According to a recent study by Bureau of Labor Statistics (BLS), about 50% of the startups fail within 5 years from their inception and about 35% survive for close to 10 years or more . In another study, Harvard Business School reported that about 75% of the startups eventually fail.
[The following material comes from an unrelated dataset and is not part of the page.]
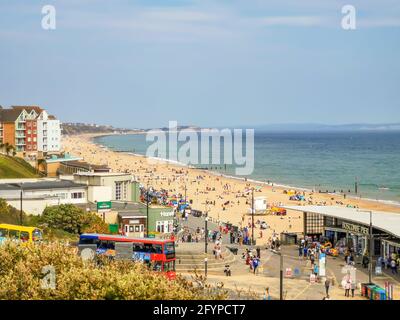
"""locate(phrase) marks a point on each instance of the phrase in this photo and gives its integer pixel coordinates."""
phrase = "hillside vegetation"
(13, 167)
(22, 277)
Statistics indicate that majority of the startups eventually fail. What separates a new business from becoming successful from the ones that would eventually fail is linked to a host of factors. Some of the fators are ability to gauge the market requirement, having a steady cash inflow to sustain the company needs, team with a strong technical expertise, ability to with stand ever growing competition from the competitors, aggressive pricing of the product, value of the core product, business model (either B2B or B2C), a sizable customer base, advisory network to guide and mentor, company location, overcoming legal adversaries and most importantly strong leadership from the senior management which is passionate about the company’s vision and mission.
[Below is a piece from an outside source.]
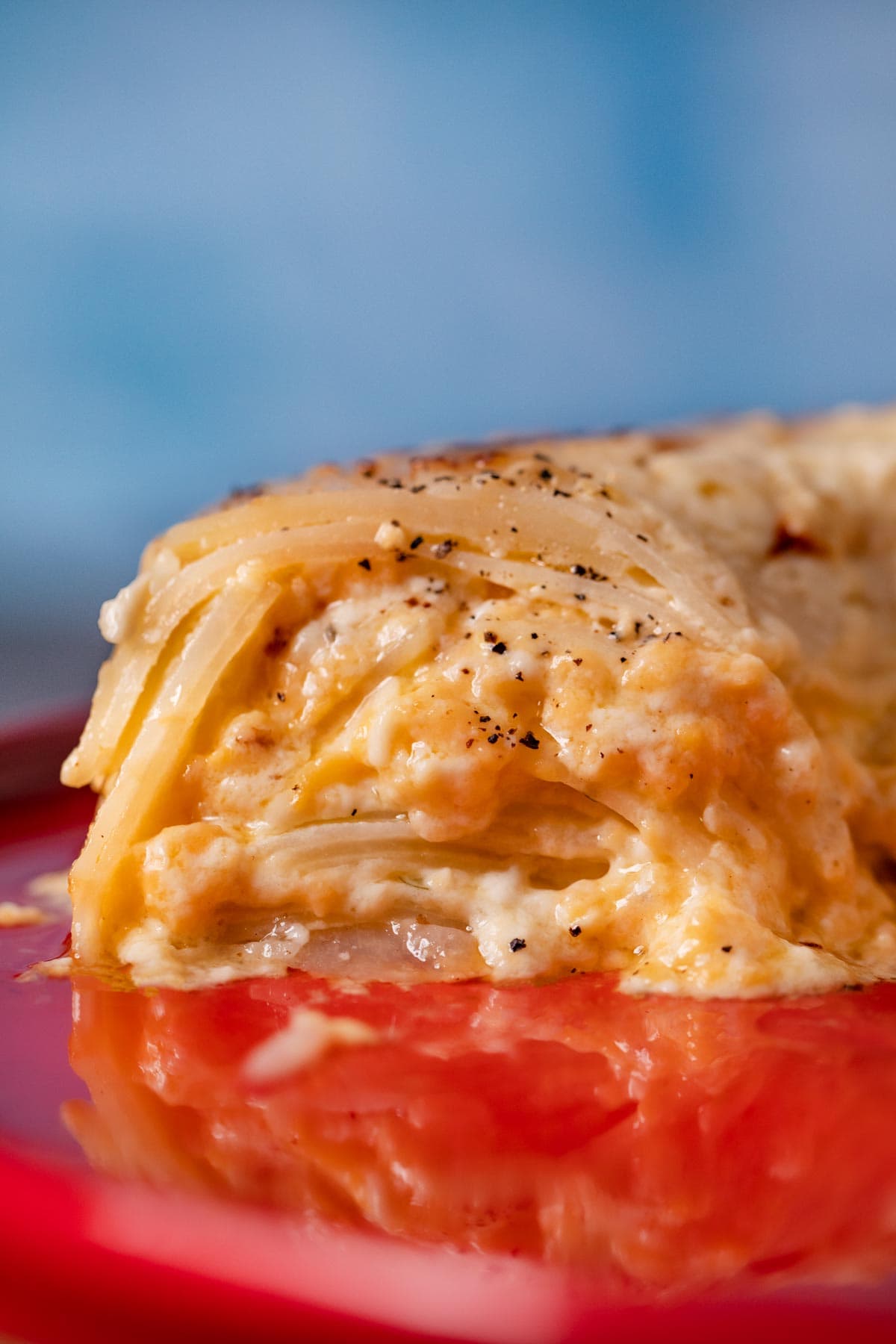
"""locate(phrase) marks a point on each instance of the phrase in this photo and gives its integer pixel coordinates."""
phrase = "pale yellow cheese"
(635, 712)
This is a case study which predicts whether a start-up succeeds or fails based on the sample data obtained from CrowdAnalytixs.
library(readr)
library(tidyverse)
cax_train <- read_csv("H:/Projects/Predicitve modeling/Crowdanalytics/Business Analytics/CAX_Startup_Train.csv")
cax_test <- read_csv("H:/Projects/Predicitve modeling/Crowdanalytics/Business Analytics/CAX_Startup_Test.csv")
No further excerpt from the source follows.